You really have to give it to Houser and his team, though. These dedicated folks have somehow pieced together a system that works as well as it possibly could despite the considerable limitations placed upon them.

But seriously, there is no way this is sustainable, physically or logistically.

3. The absurdity of our gun tracing system highlights our country's unique relationship with guns.

Much of the world is bemused and bewildered by America's relationship with guns. Heck, I was born and raised here, and I still don't get it myself.

Yes, we have the Second Amendment. But we also have the reality that the U.S. is a complete and total outlier when it comes to gun violence among developed nations. We have enough guns to arm every man, woman, and child (or at least we think we do — nobody knows for sure because we can't track them). Our firearm laws are all over the place, varying widely from state to state and city to city. And while we joke about gun worshippers, we have people literally using guns in worship.

But the weirdest thing to me about America and guns is the paranoia about the government that handcuffs our ability to effectively study the issue of gun violence.

Photo by Scott Olson/Getty Images.

Some Americans fear a centralized gun database because a tyrannical government could theoretically use it to confiscate people's weapons.
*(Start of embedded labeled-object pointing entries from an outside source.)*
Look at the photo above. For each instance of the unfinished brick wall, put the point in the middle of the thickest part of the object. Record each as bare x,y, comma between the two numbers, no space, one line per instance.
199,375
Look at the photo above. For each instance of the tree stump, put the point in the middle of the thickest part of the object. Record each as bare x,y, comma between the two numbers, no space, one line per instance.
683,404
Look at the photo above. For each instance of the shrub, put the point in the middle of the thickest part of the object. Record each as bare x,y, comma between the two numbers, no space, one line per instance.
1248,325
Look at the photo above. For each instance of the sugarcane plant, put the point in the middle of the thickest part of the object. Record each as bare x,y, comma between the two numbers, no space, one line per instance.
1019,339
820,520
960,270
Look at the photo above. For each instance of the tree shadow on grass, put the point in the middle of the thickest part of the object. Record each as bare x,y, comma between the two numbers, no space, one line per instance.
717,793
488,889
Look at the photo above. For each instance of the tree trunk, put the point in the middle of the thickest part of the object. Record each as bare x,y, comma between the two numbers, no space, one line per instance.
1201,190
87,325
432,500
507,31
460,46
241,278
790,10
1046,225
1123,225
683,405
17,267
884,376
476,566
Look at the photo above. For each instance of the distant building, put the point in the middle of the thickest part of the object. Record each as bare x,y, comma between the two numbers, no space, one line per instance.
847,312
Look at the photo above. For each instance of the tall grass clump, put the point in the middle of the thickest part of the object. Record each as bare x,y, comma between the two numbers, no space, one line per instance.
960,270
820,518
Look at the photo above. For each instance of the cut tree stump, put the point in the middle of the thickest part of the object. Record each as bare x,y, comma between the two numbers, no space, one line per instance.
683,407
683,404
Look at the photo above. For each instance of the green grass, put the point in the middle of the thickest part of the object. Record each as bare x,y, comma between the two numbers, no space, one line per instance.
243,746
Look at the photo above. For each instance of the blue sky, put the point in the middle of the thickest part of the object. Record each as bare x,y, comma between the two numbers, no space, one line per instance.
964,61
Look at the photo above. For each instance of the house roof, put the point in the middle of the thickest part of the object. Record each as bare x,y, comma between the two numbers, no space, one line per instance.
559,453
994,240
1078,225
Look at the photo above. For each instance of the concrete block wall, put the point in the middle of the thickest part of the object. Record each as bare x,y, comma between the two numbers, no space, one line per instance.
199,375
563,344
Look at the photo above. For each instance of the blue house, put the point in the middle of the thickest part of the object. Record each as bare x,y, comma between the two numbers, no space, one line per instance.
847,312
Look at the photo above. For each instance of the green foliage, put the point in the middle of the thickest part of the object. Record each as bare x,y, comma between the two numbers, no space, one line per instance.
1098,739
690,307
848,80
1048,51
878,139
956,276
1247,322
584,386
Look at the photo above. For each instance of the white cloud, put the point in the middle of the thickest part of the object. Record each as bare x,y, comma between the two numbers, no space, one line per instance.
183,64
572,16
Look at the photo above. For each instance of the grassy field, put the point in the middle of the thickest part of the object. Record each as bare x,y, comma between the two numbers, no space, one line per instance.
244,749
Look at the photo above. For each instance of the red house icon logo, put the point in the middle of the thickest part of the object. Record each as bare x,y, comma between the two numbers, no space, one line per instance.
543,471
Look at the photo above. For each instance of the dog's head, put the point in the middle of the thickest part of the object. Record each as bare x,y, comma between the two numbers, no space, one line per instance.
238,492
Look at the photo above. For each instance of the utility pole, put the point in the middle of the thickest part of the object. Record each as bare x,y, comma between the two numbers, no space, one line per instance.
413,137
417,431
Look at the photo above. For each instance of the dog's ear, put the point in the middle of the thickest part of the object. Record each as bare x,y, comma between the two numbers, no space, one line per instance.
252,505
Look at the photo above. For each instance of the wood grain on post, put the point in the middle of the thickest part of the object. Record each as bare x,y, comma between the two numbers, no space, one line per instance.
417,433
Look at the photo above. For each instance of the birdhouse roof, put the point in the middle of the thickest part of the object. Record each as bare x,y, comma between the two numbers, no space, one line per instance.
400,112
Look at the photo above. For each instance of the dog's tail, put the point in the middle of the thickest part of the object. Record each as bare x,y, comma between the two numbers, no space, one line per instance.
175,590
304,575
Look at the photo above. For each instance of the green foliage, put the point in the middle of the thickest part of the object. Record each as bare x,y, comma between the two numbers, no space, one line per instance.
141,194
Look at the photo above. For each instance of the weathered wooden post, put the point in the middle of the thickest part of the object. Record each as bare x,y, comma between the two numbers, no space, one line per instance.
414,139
At 5:45 in the video above, you hear a gentleman from GunGuyTV say, "There is no compelling reason for any government to register privately owned firearms unless they're planning to take them away."
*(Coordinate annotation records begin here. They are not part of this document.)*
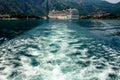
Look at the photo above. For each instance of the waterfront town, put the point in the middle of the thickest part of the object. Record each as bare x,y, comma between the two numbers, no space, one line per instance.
63,14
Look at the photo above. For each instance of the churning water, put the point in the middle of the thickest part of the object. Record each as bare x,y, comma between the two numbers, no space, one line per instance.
63,50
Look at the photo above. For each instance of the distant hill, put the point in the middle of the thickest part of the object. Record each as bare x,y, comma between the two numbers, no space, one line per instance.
38,7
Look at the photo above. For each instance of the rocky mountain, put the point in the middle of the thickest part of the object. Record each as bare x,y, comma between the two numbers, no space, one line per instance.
38,7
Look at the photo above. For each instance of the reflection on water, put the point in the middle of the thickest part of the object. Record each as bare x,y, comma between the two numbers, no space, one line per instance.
61,50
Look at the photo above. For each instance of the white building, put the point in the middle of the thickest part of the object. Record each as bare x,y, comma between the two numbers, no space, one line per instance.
65,14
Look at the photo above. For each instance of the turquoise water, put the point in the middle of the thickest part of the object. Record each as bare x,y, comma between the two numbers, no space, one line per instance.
60,50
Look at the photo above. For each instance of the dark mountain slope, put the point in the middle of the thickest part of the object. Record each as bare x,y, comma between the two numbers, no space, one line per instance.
38,7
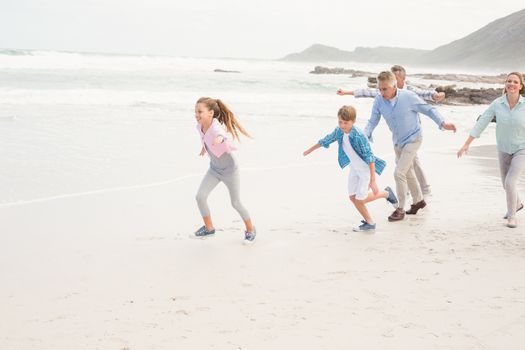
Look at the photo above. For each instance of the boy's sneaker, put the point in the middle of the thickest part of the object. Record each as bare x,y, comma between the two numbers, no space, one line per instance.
392,199
518,209
364,227
249,236
203,233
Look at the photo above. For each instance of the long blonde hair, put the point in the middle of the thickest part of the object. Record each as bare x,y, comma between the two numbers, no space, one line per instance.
224,115
520,78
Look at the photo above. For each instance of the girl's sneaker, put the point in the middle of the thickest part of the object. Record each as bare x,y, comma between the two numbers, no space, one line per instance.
249,236
365,227
392,199
203,233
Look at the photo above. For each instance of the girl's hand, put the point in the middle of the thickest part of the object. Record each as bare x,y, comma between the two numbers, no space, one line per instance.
218,139
373,187
462,150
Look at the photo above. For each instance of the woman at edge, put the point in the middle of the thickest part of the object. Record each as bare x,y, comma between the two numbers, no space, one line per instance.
509,110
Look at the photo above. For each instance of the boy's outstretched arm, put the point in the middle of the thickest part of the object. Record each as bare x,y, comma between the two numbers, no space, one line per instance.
311,149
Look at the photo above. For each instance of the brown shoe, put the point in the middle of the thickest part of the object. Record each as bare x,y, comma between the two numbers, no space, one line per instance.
398,214
415,207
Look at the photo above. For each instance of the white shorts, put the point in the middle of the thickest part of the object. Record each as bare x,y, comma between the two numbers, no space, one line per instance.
358,181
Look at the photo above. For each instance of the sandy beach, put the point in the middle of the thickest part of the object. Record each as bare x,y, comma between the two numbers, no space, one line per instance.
116,270
99,174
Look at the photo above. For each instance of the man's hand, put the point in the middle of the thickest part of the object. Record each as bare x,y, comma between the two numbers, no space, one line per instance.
463,150
448,126
438,96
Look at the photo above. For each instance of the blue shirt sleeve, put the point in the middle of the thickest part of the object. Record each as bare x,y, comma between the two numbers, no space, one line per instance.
364,149
428,110
328,139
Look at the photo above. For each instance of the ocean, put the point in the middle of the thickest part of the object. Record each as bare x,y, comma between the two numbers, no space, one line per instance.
72,124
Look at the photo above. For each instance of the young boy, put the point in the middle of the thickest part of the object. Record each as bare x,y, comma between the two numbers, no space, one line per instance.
354,150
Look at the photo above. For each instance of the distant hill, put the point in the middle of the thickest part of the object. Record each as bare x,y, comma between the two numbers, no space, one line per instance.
500,44
318,52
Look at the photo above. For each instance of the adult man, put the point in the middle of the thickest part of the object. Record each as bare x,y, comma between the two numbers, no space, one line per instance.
400,109
428,95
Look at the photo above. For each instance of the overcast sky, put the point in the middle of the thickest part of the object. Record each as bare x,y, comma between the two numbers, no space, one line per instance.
239,28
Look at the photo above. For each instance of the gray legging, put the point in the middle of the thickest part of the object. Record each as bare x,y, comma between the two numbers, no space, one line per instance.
210,181
511,167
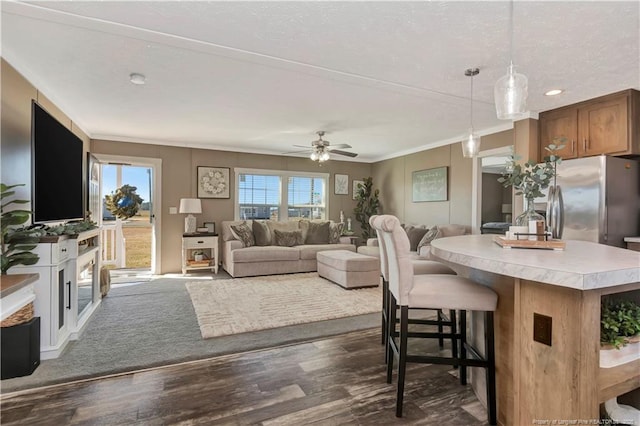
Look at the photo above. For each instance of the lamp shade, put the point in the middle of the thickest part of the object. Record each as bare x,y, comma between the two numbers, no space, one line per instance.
190,205
510,93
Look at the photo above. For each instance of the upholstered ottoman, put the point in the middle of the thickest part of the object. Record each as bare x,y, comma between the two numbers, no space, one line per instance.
349,269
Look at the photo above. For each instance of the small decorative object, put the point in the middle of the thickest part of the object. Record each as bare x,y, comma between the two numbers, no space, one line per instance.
429,185
189,206
123,203
341,185
367,205
529,179
213,182
16,243
356,185
211,227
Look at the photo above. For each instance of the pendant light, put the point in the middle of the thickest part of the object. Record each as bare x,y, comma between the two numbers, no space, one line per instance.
471,145
510,92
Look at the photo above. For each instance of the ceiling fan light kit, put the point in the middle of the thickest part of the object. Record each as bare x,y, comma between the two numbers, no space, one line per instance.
471,145
510,92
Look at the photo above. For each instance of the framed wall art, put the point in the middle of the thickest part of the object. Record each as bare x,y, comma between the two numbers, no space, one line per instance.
341,186
430,185
355,187
213,182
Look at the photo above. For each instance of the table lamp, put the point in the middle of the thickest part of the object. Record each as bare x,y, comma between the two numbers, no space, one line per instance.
189,206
If you say so, GunGuy. But in the real world, we need data to help us understand problems and find solutions for them.

Cars are a good example. I recently did some research on gun deaths vs. car deaths and was easily able to find exact numbers for how many cars there are, how many drivers are licensed, and all the various data one would need to get an accurate picture of car usage, accidents, etc. And we've used this data to make driving safer — in fact, we've decreased our car accident fatality rate by half since the early 1980s.

With guns, the picture looks much different. The numbers of guns and gun owners are all estimated based on polls and sales reports. We have no way to know what kinds of guns we have, who's carrying them, where they are, how many there are — nada. Reliable, trackable data just isn't there.
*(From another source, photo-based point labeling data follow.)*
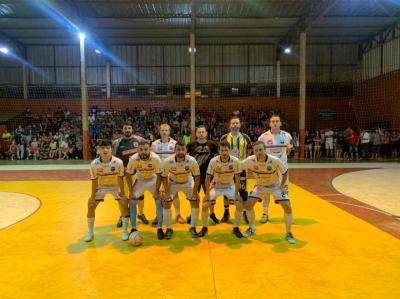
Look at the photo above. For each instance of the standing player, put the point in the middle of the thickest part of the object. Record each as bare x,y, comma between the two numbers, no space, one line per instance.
123,148
271,175
203,151
225,170
177,175
146,167
165,147
278,143
107,175
240,145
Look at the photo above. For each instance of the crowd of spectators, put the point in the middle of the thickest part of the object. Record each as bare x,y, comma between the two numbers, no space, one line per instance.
58,134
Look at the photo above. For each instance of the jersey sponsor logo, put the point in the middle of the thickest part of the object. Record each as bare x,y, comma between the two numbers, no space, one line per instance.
129,152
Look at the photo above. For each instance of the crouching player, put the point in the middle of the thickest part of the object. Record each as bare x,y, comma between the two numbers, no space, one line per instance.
271,175
177,175
146,167
225,170
107,175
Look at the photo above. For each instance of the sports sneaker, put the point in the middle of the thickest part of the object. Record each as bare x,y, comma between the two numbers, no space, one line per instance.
119,223
290,238
264,218
214,218
160,234
180,220
193,232
89,237
237,232
143,219
245,217
168,233
249,232
225,218
203,232
125,235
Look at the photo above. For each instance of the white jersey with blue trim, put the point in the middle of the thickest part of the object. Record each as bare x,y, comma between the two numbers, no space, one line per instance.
163,149
277,144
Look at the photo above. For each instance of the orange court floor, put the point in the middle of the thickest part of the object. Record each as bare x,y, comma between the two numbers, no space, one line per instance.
43,255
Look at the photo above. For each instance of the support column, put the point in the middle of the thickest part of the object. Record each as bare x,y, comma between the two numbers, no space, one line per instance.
108,79
84,100
302,103
193,73
25,81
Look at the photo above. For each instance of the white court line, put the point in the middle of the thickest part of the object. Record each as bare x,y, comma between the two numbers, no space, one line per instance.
366,208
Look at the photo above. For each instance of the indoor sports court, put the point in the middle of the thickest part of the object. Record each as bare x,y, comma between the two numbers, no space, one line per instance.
85,84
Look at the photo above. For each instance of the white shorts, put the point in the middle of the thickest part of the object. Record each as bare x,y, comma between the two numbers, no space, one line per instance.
102,191
186,188
227,191
261,192
328,144
141,186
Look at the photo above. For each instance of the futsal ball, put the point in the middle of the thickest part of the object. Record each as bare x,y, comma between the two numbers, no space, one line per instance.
135,239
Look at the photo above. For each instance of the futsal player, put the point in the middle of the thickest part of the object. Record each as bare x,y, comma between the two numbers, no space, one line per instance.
123,148
145,165
271,175
165,147
240,145
278,143
107,175
177,176
225,170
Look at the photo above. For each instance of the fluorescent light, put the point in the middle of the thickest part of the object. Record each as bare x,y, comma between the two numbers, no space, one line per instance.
4,50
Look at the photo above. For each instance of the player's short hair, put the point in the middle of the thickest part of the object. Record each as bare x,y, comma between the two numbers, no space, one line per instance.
235,117
180,143
104,142
165,125
202,127
258,143
127,124
224,143
143,142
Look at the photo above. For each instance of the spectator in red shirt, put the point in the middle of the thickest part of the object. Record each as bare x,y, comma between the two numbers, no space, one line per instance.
353,139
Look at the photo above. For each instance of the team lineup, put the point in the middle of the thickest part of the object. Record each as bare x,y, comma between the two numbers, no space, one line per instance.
166,167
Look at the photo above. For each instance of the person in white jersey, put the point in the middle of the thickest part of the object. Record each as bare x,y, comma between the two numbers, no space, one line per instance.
177,176
146,166
107,175
165,147
271,175
278,143
225,172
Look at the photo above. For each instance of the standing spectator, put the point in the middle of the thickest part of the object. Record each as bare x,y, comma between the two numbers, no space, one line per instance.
21,149
13,150
386,145
376,139
329,142
394,141
309,141
317,145
340,142
365,142
353,144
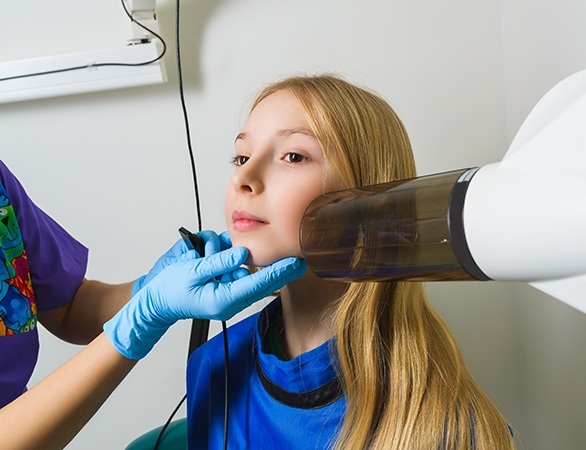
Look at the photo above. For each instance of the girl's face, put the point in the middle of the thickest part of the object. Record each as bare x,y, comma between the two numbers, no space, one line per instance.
280,169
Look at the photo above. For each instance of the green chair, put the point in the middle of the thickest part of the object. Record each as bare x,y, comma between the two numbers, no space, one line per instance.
174,438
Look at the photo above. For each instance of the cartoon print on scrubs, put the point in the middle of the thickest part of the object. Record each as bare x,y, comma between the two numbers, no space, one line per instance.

And even if it were, it would apparently be scanned into microfilm or piled up in shipping containers waiting to be flipped through by hand — so many papers that the floor might collapse.

[rebelmouse-image 19533483 dam="1" original_size="500x282" caption="GIF via "Stranger Things"/Netflix." expand=1]GIF via "Stranger Things"/Netflix.

It blows my mind that more people aren't bothered by this — including Houser and others who work at the Tracing Center.

Houser appears to be resigned to the unusual reality of his life's work. And from the descriptions of the other workers in the GQ article, it seems his co-workers simply take pride in their jobs and aren't fazed by the fact that it could be made so much simpler.

But what about the rest of America? One gun = one piece of paper. Maybe people just don't know that this is how gun data works in America. I know I had a lot of assumptions before delving deep into the subject.

I mean, why would one think there wouldn't be a computer database used to trace guns? I'd assume that law enforcement could just type in a serial number, pull up a gun record in the blink of an eye, and voila! We know whose gun it is. Seems logical in the age where people carry computers around in their pockets, right?

But nope. Not even close. Paper and microfilm. Click click click. Flip flip flip flip.

Congress discussed firearm data keeping after the Marjory Stoneman Douglas High School shooting. Photo by Chip Somodevilla/Getty Images.

Isn't it time we brought gun-related data into the 21st century? Shouldn't we demand common sense in at least this one area from our lawmakers?